Examining these facts comprehensively in light of the legal principles as seen earlier, the Plaintiff appears to have cultivated on weekends or holidays because it is inevitable for the Plaintiff to concentrate on his duties as a public official. In light of the area of farmland owned by the Plaintiff, it is difficult to view that the Plaintiff had 'direct cultivation' with the same degree of labor force in light of the area of farmland owned by the Plaintiff, and even if the Plaintiff’s family provided the Plaintiff with the labor force required for the farming company during the period of his/her police officer, the Plaintiff’s family labor force cannot be deemed as the Plaintiff’s labor force. In addition, although the Plaintiff asserted that he/she provided the Plaintiff with the labor force required for the farming company since one year prior to his/her retirement. However, the Plaintiff did not submit all objective evidence on his/her own landscape, such as the purchase details of agricultural materials, such as fertilizers and agrochemicals necessary for the direct cultivation of farmland, the details of the production of farmland, etc. for the period of his/her own cultivation, and there is no lack of evidence to acknowledge that the Plaintiff directly acquired the land in this case for more than eight years.
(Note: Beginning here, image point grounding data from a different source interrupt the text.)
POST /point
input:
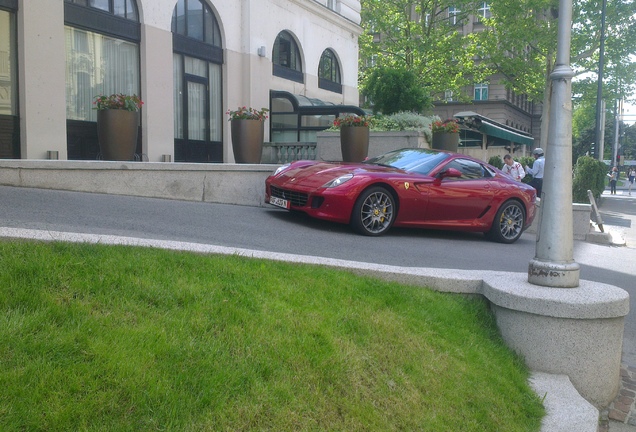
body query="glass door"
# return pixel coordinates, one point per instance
(196, 112)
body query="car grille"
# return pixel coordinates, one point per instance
(297, 199)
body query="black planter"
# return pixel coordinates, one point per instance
(247, 140)
(354, 143)
(446, 141)
(117, 132)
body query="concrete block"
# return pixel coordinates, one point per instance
(571, 331)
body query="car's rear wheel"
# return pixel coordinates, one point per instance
(508, 224)
(374, 212)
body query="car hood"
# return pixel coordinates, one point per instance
(318, 173)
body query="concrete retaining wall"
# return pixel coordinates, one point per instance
(574, 331)
(241, 184)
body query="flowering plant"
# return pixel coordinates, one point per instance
(448, 126)
(246, 113)
(118, 101)
(352, 120)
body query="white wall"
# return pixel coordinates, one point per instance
(247, 78)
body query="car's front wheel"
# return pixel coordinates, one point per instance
(508, 224)
(374, 212)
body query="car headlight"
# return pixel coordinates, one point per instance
(280, 169)
(338, 181)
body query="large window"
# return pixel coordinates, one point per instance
(286, 58)
(102, 57)
(453, 15)
(481, 91)
(329, 72)
(296, 118)
(9, 120)
(97, 64)
(120, 8)
(198, 95)
(484, 10)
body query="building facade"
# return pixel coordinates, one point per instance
(491, 99)
(189, 60)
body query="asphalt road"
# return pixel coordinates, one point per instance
(270, 229)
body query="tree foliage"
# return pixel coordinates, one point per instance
(517, 43)
(419, 36)
(393, 90)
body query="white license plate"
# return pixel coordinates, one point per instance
(279, 202)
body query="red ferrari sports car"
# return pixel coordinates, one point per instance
(419, 188)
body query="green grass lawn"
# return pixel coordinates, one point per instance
(107, 338)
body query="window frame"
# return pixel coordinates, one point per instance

3) Therefore, the instant disposition that rejected the Plaintiff’s request for rectification of transfer income tax without applying the reduction or exemption provision on the ground that the instant land does not constitute “farmland cultivated directly for not less than eight years.”

3. Conclusion

Therefore, the plaintiff's claim of this case is dismissed as it is without merit, and it is so decided as per Disposition.